♈ Aries (March 21 – April 19)
You’ll spend an entire afternoon looking for the ideal spot to set up a trail cam… and then realize you left it in the garage. The deer appreciate your restraint.
♉ Taurus (April 20 – May 20)
Ask your Lab to sit still for a photo next to your stringer of fish. He’ll respond by eating half of one.
♊ Gemini (May 21 – June 20)
Mid-canoe trip, someone will mention how “calm” the river looks. Within 12 minutes, you’ll be sideways in a sweeper and yelling commands like you’re on a pirate ship. Paddle on.
♋ Cancer (June 21 – July 22)
This week, a crow will follow you for three miles down a wooded trail, cawing the entire time. Is it a spirit guide? A harbinger? Or just bored? The stars say the answer is… unclear.

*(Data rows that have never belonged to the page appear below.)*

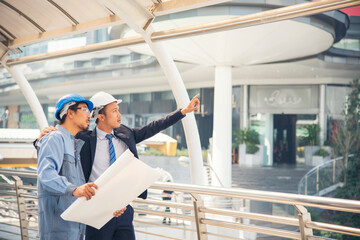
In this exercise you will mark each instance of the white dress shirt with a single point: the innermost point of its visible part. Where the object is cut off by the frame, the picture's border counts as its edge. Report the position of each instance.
(102, 153)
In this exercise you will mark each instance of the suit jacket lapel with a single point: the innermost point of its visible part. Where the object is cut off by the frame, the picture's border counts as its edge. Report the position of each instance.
(93, 140)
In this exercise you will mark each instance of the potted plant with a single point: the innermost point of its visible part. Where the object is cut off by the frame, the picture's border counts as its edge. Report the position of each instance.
(320, 156)
(248, 142)
(311, 142)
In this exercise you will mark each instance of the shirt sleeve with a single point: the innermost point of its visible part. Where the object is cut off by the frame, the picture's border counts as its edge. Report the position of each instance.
(50, 160)
(156, 126)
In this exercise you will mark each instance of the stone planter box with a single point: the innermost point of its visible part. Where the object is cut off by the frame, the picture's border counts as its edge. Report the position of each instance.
(250, 160)
(309, 152)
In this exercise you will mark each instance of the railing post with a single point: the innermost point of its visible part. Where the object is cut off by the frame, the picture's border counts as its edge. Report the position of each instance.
(317, 179)
(22, 209)
(304, 218)
(334, 169)
(200, 227)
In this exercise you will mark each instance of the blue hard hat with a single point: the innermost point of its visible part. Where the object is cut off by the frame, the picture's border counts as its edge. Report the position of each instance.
(73, 97)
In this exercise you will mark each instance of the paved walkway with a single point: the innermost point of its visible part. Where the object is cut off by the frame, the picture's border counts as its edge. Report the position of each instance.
(277, 179)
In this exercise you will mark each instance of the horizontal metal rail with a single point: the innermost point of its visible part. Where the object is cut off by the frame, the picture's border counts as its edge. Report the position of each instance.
(203, 215)
(269, 16)
(266, 196)
(252, 216)
(26, 174)
(334, 228)
(165, 214)
(162, 225)
(157, 235)
(165, 204)
(251, 228)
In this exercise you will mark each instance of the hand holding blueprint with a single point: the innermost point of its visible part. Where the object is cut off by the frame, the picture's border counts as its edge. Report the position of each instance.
(119, 185)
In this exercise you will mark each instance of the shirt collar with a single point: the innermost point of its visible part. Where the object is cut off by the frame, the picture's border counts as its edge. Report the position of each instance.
(101, 134)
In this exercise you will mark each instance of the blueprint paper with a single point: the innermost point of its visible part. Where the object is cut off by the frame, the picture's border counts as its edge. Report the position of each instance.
(119, 185)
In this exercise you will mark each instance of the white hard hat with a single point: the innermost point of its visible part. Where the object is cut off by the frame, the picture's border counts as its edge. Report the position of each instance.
(100, 100)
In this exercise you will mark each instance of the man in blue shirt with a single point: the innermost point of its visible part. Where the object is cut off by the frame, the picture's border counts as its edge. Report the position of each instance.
(60, 176)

♌ Leo (July 23 – August 22)
Beating the heat with a sunrise casting session, you discover every mosquito in the zip code had the same idea. Wear long sleeves.
♍ Virgo (August 23 – September 22)
You’ll blow a duck call in the backyard “just to test it.” The dog will go berserk, your neighbor will scowl, and an obnoxious trumpeter swan will bugle back enough to wake the entire neighborhood.
♎ Libra (September 23 – October 22)
You agree to help a buddy hang a treestand “real quick.” Six hornet stings, one stripped bolt, and a philosophical debate about ratchet straps later, you’ll swear never again. Until next weekend.
♏ Scorpio (October 23 – November 21)
Cast into the exact same eddy where your uncle “caught a monster” in 1994. It may be a rock bass, but for two glorious seconds, it won’t feel like one.
♐ Sagittarius (November 22 – December 21)
You’ll soon have the peace of mind in knowing your body can survive a dozen bee stings.
♑ Capricorn (December 22 – January 19)
The stars suggest your retriever finally will execute a perfect blind retrieve this week – on your buddy’s hotdog.
♒ Aquarius (January 20 – February 18)
If you spot a strange movement in the woods, instinctively freeze. It may be a fawn. Or a feral hog. Either way, you’ll feel deeply outdoorsy for 15 seconds.
♓ Pisces (February 19 – March 20)
Too late you’ll remember that your tent stakes are still in last year’s deer blind. Sleep under the stars, swat a few bugs, and claim it was “intentional.”